On Wednesdays throughout the summer, Ludington’s Waterfront Park will become a destination for fans of blues, jazz, rock and R&B music as a new weekly concert series sponsored by the Ludington Area Center for the Arts gets underway.
Starting on Wednesday, June 19 and continuing through Aug. 28, a different band or artist will take the stage at Waterfront Park Pavilion to participate in the LACA Summer Concert Series.
Andrew Skinner, operations manager at the arts center, said he’s excited about the new series, adding that it’s something that’s been a goal of his for some time.
“I’ve wanted to host a concert series like this — free and open to the public in a nice outdoor space — since I started at LACA,” Skinner told the Daily News. “Waterfront Park is the ideal location for that. It’s a nice place, to enjoy the sun, and it’s on the grass and by the water.”
The first performer in the new LACA Summer Concert Series is the Paul Nelson Band, which will take the stage from 7 to 9 p.m. on Wednesday, June 19.
The band is led by renowned blues guitarist and music producer Paul Nelson. A Grammy Award-winning guitarist, Nelson has strong ties to the world of American blues music, forged through his work in the studio with the likes of Eric Clapton, Buddy Guy and Johnny Winter.
Nelson has recorded several albums with Winter, including “I’m a Blues Man,” “Roots” and “Step Back,” which won a Grammy for Best Blues Album in 2015.
He also earned a Grammy nomination for his production work on Joe Louis Walker’s “Everybody Wants a Piece.”
In a release about the concert, Skinner said Nelson represents “a diverse blues-rock, fusion-based sophisticated journey of boundless energy.”
Nelson made a name for himself working with legendary blues guitarists, but now he said he’s excited to be pursuing something of his own with the Paul Nelson Band.
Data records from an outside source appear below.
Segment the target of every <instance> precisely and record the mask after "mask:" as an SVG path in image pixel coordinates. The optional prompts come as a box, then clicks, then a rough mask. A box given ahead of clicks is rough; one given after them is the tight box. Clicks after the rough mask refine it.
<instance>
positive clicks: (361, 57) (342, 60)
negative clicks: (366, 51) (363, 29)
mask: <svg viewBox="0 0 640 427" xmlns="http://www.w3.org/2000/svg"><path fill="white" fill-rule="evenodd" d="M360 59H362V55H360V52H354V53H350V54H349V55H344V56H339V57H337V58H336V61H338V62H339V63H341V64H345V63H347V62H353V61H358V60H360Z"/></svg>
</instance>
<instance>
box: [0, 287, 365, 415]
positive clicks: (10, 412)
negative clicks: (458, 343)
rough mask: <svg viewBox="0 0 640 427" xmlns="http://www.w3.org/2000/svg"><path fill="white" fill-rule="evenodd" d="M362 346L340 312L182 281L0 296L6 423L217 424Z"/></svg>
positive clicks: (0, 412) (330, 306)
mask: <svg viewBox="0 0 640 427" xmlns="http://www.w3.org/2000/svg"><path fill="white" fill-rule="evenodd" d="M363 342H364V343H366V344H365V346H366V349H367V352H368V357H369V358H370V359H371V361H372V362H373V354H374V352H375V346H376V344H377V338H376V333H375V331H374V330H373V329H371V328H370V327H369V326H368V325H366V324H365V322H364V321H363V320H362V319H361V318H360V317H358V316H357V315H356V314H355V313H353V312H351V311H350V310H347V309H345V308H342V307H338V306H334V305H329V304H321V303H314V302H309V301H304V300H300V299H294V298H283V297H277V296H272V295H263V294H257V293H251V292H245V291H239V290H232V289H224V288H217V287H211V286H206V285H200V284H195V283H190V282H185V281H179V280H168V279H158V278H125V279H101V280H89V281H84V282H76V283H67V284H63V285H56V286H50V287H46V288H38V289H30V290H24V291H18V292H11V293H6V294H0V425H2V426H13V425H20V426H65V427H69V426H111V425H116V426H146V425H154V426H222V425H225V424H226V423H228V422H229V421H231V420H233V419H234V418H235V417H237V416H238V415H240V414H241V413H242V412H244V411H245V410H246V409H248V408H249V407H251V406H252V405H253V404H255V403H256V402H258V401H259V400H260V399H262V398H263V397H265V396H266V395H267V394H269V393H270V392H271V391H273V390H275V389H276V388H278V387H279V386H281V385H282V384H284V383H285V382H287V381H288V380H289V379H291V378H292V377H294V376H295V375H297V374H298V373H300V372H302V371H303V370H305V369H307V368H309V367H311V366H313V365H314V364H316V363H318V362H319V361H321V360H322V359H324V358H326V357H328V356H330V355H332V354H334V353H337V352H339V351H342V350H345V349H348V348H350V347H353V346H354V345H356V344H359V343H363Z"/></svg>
“I’ve played with a lot of artists and recorded with a lot of artists, and now I’m on my own doing my solo thing, and it’s been really good and successful,” he said. “I love that area down there, so I’m going to have a good time.”
Though he defines his music as a “mixture of blues, jam and rock,” he said he wants prospective concert-goers to know that his music is accessible and geared toward modern audiences.
“Don’t be scared by the term ‘blues,’” Nelson said, during a phone interview with the Daily News. “We’re not playing that old archaic stuff. I’m more along the lines of the newer guys.”
He said the music is accessible and “danceable” — listener-friendly, interactive and fun for fans of all ages.
Concerts in the series are free and open to the public, according to Skinner, but donations will be accepted to help fund the concerts and pay the bands, according to Skinner.
Every performance will be from 7 to 9 p.m. at Waterfront Park, according to a release from LACA.